Most of us have some early memories of being “told off”, of receiving a blast of coldness from the one we loved and admired, signalling that we are not OK. That most likely happened when we were happily and simply being ourselves, allowing life to flow through us. It was quite a shock to the system. After receiving this message repeatedly from a few “significant others”, we begun to internalise it, along with the disapproving figure. He or she embodies a conglomeration of all the messages of how we “should” or “should not” be in order to be loved or accepted. The content changes and evolves as we move through stages and circumstances of life but the fundamental brief is the same: we are not OK as we are. The critic believes that it’s doing us a favour, protecting us from outside rejection, by serving it internally first. This character can be seriously threatened by our desire to let life flow through us freely and gets very activated in the process of our coming forward with our precious gifts.
The first step in confronting the judge is to recognize that you are “under attack”. It usually happens so quickly and forcefully that we mostly get the effect of it, not the activity, ending up in a pile on the floor before we can catch it. It takes some presence to recognise that you are actually being abused, which gives you a chance to feel the pain of the violation and extend compassion to yourself.
What happens in the moment of attack is that all our strength and actual life energy is usurped by the critic and the trick is to get it back.

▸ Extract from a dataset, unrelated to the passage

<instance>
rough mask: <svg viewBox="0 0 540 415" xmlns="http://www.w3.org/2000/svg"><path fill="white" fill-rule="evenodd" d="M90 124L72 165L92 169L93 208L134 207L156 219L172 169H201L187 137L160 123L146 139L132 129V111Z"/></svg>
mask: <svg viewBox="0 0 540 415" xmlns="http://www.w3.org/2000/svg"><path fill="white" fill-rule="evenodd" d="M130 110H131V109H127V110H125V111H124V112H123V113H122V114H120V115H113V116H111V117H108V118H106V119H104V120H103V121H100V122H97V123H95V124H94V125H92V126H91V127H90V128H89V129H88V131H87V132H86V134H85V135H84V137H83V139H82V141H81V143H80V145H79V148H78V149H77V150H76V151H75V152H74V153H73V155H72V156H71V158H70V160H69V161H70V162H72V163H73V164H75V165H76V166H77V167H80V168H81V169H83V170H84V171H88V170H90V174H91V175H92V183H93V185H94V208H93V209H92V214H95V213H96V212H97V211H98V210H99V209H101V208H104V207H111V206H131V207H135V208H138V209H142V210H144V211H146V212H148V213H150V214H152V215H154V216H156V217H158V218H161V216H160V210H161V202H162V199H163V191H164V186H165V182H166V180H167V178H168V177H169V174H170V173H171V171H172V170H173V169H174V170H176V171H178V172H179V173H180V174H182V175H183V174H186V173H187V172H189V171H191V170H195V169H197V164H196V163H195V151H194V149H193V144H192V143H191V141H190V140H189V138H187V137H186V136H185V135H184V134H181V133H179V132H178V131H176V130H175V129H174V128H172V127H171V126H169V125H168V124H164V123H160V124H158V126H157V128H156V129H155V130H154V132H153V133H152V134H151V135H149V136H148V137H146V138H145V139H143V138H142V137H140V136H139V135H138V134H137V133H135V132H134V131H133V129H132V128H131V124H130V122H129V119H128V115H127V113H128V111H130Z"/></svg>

There are several ways of going about it but the recognition of the activity and that “the attacker was never you in the first place” is step one. This is an important and empowering work, very supportive in sharing what we love.
More could be said but for now I want to celebrate all of us women with our unique gifts and flavours. They are needed more than ever before. In fact we ARE the gifts and we can reflect that exquisite truth to each other.